There’s an exception to prove every rule. The Miz matches are that exception.
Cena’s selling was uneven, his moves were clumsy, and the matches that many people would put forward as his best, the PWG John run, were actually quite shallow, relying on the near-fall spam and multiple finisher kick-outs that other promotions get blasted for.
This doesn’t matter, ultimately: Cena’s matches were loud, vivid, and very dramatic. A lot of his critics and “haters” said that Cena won far too often. He was pushed down your throat. And yet, even at his most pushed, he could still sell a crowd on a pulsating near-fall in almost every single major match - and if that’s because the fans were desperate to see him lose, he was playing heel in front of half of them anyway. It still worked.
Cena’s 2015 stuff was a surreal novelty. There are better “bangers”, but few felt as special. Cena’s real best stuff was genuinely timeless. Soaked in blood and looking desperately in need of a transfusion, his gruesome wars against JBL and Brock Lesnar were objectively, thrillingly, badass. Any “sicko” or any fan into brawls and fights and glorious pro wrestling violence done the old, mythical way loves those matches. Cena was as pure a babyface as they come when he ran the razor, which isn’t discussed enough as a skill. Cena isn’t iconic with the blade, which was banned just three years into his run as a headliner, but in terms of ability, he was up there with the very best.
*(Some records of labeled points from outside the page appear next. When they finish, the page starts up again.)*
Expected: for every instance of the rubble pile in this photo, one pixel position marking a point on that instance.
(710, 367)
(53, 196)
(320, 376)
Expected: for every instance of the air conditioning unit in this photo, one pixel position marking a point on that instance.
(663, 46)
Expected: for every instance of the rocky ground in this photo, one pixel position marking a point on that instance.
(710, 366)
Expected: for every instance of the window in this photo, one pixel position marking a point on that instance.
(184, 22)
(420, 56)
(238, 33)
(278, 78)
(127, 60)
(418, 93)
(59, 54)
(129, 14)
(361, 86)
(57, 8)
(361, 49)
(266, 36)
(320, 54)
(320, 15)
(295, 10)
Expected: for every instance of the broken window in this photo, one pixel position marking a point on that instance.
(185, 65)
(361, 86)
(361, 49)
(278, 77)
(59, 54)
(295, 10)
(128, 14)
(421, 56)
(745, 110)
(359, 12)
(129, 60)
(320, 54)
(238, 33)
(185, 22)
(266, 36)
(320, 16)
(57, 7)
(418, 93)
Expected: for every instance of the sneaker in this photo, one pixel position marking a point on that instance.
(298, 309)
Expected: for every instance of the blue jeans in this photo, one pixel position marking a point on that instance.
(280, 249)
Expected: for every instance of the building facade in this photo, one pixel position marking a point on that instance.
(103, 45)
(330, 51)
Some people just can’t abide WWE and the way it presents what it refuses to even call “pro wrestling”. A fan of Mid-South Wrestling or Jim Crockett Promotions could live and die with John Cena on those nights.
Both opposites of the extreme are reached here, in that a lot of John Cena’s stuff was agonising to watch in real time, much less all these years later. That face he pulled when mocking Mr. Kennedy’s ring announcement gimmick? It’s haunting, unbearable, and his TV segments are littered with infinite bags of such garbage.